I recently had a client who needed to send me a huge 50MB file. Emailing such a large file can cause problems for anyone, since it will take a long time to download, and most people actually have file size limits imposed on their email that would prohibit a file that large from coming through. There was a handy solution however. I just got an email with a link to a URL which pointed to a file sending service, which allowed me to download the file from my web browser at my convenience. I later discovered that this particular service allows files of up to 2GB to be downloaded. Great idea!

But let’s consider the security and spam potential of such services. First of all, these types of services are extremely useful, for sending large files back and forth between members of a workgroup. In cases where you’re working on a project, and you know that this is how you are going to be working, it’s invaluable. File size on some large projects can quickly grow to tens or hundreds of megabytes, and emailing them back and forth just isn’t practical. But, like anything, it has the potential for abuse.

Terry Zink’s blog carried an entry recently about a piece of spam  that came from one of the big Web email providers, which had a payload from one of these cloud-based file service providers. The scenario is that a spammer sends out random emails, which claim that the recipient needs to download a file.
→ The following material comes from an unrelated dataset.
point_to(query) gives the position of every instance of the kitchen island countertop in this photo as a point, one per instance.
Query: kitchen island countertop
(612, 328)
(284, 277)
The file however, contains malware of some sort. It could even be used in a directed phishing scheme, where a spammer obtains email addresses from a victim, then sends out emails to all of the victim’s friends and business associates, pretending to be that individual.

So when using these cloud-based file services, there are a few things to consider: First, be sure that you have anti-malware technology in place. Second, if you’re not expecting a file link to come through, then check first to make sure the alleged sender really did send it.